The process is a lot like film editing, without the visual element of course. The episode basically turns out to be a how-to on how to edit a radio story and it’s comforting to know that it’s not an easy process. They start with a very rough cut, go through it and figure out where it “drifts,” and then making subsequent re-edits to improve the story until it’s working and interesting throughout.
It’s also comforting to know that this is more or less the approach I take when I edit video — whenever I get feedback (or give myself feedback), I look for the places in a script or the video where the action stalls. I really like the term drift though, because it’s more descriptive of the audience’s experience. Stalling is about the work, drifting is about the audience.
And they go into one technique that they use to keep people interested and moving forward, especially before a commercial break. They call it a “promote forward.”
The use of the term “forward” struck me because I just read a book called “Backward and Forwards: A Technical Manual for Reading Plays” by David Ball. The book is fascinating on a lot of levels. As a reader, I learned that my understanding of Hamlet as a brooding man of inaction is entirely wrong and that he doesn’t actually contemplate suicide, he only feigns to be depressed and crazy in order to convince Polonius et al. that he is.
I don’t know if there’s a “right” interpretation, but I had never thought of that one.
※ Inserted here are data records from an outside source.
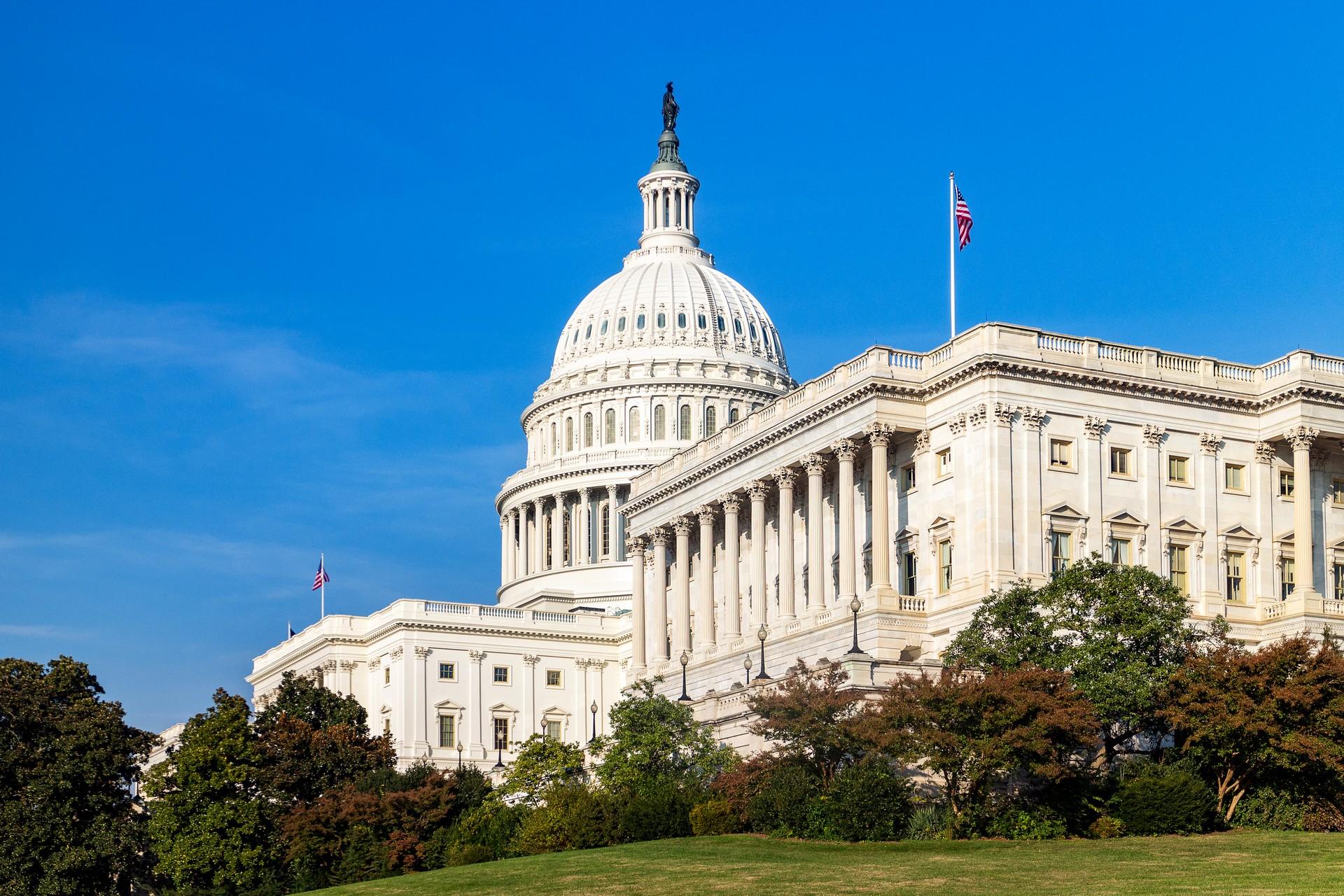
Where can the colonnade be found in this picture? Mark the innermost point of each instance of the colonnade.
(523, 532)
(659, 603)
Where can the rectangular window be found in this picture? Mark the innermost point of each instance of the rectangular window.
(1236, 573)
(448, 731)
(1179, 571)
(944, 461)
(945, 566)
(1060, 550)
(1060, 453)
(910, 571)
(1121, 463)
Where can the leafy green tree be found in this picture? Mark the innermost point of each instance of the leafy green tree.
(1273, 718)
(69, 825)
(1120, 630)
(539, 764)
(655, 741)
(209, 824)
(811, 716)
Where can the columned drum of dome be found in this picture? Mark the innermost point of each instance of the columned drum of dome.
(657, 356)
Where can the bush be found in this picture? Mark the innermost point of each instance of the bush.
(714, 817)
(1270, 809)
(1163, 799)
(870, 801)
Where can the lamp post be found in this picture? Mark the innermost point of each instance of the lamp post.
(855, 605)
(761, 634)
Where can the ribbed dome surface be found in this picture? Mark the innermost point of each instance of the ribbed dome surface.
(670, 304)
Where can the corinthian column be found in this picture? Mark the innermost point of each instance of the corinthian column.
(705, 594)
(757, 491)
(638, 637)
(732, 567)
(844, 450)
(682, 587)
(659, 614)
(785, 477)
(879, 434)
(816, 468)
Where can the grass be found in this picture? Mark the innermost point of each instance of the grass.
(1243, 862)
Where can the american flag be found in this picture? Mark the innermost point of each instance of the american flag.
(962, 216)
(321, 578)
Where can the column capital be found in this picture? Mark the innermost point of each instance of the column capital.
(878, 433)
(1301, 437)
(844, 450)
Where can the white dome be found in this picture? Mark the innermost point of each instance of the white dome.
(670, 302)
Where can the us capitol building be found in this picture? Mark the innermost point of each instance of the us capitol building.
(685, 498)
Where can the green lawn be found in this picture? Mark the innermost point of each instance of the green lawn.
(1242, 862)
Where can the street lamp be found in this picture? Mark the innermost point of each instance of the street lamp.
(761, 634)
(855, 605)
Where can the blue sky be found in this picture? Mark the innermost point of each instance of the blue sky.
(279, 279)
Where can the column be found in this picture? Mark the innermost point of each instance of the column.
(844, 451)
(785, 479)
(638, 630)
(879, 434)
(816, 468)
(705, 577)
(682, 587)
(1304, 545)
(659, 609)
(732, 567)
(757, 491)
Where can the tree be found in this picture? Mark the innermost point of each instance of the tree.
(977, 731)
(811, 716)
(209, 824)
(1120, 630)
(655, 741)
(1266, 719)
(539, 764)
(69, 825)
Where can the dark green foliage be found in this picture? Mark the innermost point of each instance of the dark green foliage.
(67, 822)
(1163, 799)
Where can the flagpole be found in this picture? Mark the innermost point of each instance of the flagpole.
(952, 248)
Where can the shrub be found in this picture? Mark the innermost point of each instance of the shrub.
(714, 817)
(870, 801)
(1270, 809)
(1163, 799)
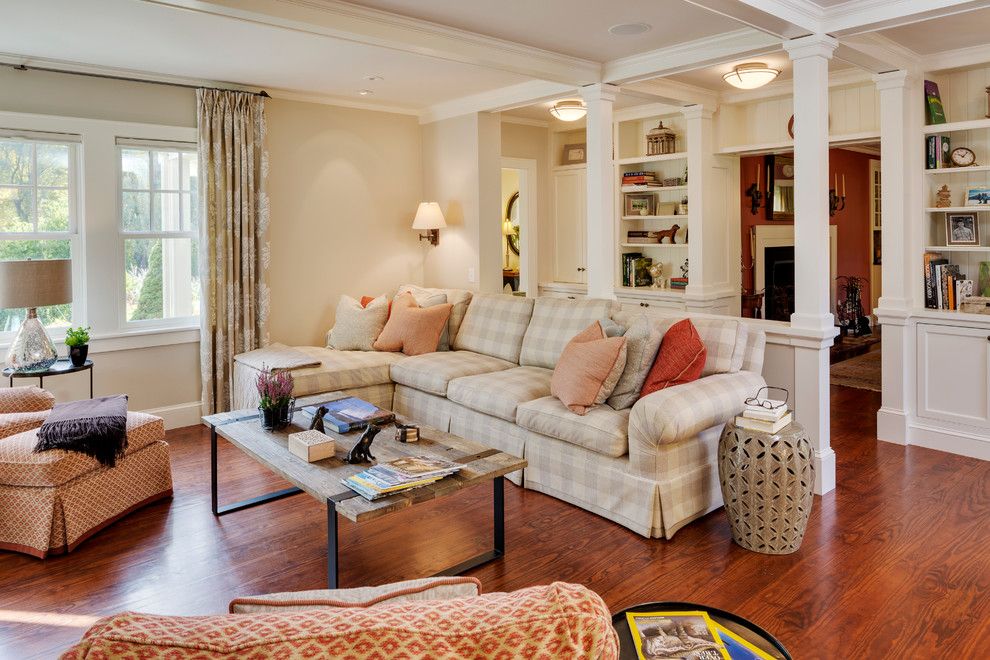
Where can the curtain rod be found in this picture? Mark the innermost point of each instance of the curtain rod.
(24, 67)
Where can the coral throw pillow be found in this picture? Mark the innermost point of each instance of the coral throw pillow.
(588, 369)
(412, 329)
(680, 360)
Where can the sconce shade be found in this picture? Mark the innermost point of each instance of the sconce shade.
(35, 283)
(429, 216)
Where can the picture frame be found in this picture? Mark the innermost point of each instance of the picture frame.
(575, 154)
(962, 229)
(645, 204)
(978, 196)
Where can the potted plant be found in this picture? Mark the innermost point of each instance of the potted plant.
(276, 402)
(77, 339)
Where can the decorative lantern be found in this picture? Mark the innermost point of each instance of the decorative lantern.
(660, 140)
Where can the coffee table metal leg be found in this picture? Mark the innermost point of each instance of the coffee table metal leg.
(332, 556)
(243, 504)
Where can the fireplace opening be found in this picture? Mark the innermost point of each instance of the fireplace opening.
(779, 282)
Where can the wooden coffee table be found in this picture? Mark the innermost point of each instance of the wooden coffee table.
(322, 479)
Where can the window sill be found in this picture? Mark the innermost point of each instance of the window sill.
(129, 340)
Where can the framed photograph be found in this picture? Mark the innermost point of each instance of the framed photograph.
(641, 205)
(575, 154)
(962, 229)
(978, 196)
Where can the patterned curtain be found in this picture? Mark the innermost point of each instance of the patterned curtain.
(234, 252)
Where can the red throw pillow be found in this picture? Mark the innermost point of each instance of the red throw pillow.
(680, 359)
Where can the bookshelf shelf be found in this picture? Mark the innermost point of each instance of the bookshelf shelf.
(973, 124)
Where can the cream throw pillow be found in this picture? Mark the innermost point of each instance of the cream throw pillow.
(356, 328)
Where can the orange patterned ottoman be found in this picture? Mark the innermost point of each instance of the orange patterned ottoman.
(52, 501)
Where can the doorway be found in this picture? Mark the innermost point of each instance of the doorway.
(518, 226)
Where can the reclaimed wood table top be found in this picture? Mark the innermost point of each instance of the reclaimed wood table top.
(322, 479)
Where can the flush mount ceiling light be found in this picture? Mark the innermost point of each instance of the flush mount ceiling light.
(629, 29)
(750, 75)
(568, 110)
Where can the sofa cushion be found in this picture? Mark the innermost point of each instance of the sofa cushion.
(21, 466)
(432, 372)
(725, 341)
(554, 621)
(433, 588)
(602, 429)
(555, 322)
(500, 393)
(495, 325)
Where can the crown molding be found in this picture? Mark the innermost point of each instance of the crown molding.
(690, 55)
(342, 20)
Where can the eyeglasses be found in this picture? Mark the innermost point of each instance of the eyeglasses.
(767, 402)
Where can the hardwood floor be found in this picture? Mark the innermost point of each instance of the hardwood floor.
(896, 562)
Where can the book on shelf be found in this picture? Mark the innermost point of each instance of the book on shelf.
(349, 414)
(762, 425)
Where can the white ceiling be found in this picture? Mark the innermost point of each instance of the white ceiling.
(574, 27)
(145, 37)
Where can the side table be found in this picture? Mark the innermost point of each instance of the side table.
(736, 624)
(61, 366)
(768, 485)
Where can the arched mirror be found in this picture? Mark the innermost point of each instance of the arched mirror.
(512, 217)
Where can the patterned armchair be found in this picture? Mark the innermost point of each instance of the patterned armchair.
(52, 501)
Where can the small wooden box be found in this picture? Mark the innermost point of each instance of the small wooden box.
(311, 445)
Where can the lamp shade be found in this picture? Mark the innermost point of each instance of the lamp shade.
(35, 283)
(429, 216)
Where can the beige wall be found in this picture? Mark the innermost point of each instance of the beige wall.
(523, 141)
(344, 185)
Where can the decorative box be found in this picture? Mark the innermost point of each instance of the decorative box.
(311, 445)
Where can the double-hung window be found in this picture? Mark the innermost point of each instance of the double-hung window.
(159, 223)
(38, 183)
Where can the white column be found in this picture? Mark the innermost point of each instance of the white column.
(601, 190)
(812, 305)
(900, 146)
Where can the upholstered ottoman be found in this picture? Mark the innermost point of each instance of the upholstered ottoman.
(52, 501)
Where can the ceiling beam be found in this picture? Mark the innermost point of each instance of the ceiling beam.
(341, 20)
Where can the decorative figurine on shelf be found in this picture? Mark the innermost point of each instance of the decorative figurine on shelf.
(943, 198)
(660, 140)
(659, 279)
(361, 452)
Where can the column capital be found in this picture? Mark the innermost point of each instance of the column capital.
(599, 92)
(891, 79)
(697, 112)
(813, 45)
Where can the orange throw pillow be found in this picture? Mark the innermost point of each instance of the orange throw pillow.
(412, 329)
(680, 359)
(588, 369)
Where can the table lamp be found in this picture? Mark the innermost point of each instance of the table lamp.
(33, 284)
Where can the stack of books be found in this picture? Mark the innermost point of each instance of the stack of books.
(348, 414)
(765, 420)
(399, 475)
(639, 181)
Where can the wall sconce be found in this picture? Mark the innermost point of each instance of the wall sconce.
(837, 202)
(429, 217)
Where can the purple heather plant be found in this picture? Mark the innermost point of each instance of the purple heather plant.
(275, 388)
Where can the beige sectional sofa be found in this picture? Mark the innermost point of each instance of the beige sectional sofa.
(651, 468)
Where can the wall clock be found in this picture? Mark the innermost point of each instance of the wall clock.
(963, 157)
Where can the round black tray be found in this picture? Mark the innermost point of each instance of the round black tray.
(746, 629)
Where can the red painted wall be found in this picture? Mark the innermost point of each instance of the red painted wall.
(853, 251)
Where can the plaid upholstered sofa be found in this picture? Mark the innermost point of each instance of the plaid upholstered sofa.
(651, 468)
(52, 501)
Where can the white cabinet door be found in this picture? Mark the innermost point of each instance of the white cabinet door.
(954, 374)
(569, 230)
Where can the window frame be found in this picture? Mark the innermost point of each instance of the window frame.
(74, 233)
(123, 235)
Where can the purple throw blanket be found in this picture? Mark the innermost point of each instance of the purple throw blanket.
(95, 427)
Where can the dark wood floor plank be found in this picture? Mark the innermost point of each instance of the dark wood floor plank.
(895, 562)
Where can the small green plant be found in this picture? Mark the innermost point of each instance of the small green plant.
(77, 336)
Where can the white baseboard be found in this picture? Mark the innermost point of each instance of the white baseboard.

The book is intended for theater creators, mainly directors, but it also serves as a technical guidebook for play-writing or screenwriting without falling prey to the “paint by numbers” approach of most of the dreck written about screenwriting.
One of the theses of the book is that a good play (or dramatic writing of any form) uses forwards throughout to keep the reader moving. Ball summarizes it:
A forward is any of a myriad of devices, techniques, tricks, maneuvers, manipulations, appetizers, tantalizers, teasers, that make an audience eager for what’s coming up. If you miss a script’s forwards, you miss the playwright’s most distinctive, gripping tool. What stripper does not know that the promise of nudity more excites an audience than does nudity itself?
Effective dramatic writing hinges on the ability to keep the audience wanting to know what happens next. Forwards eliminate drift. Suspense isn’t relegated to certain genres; it’s everywhere.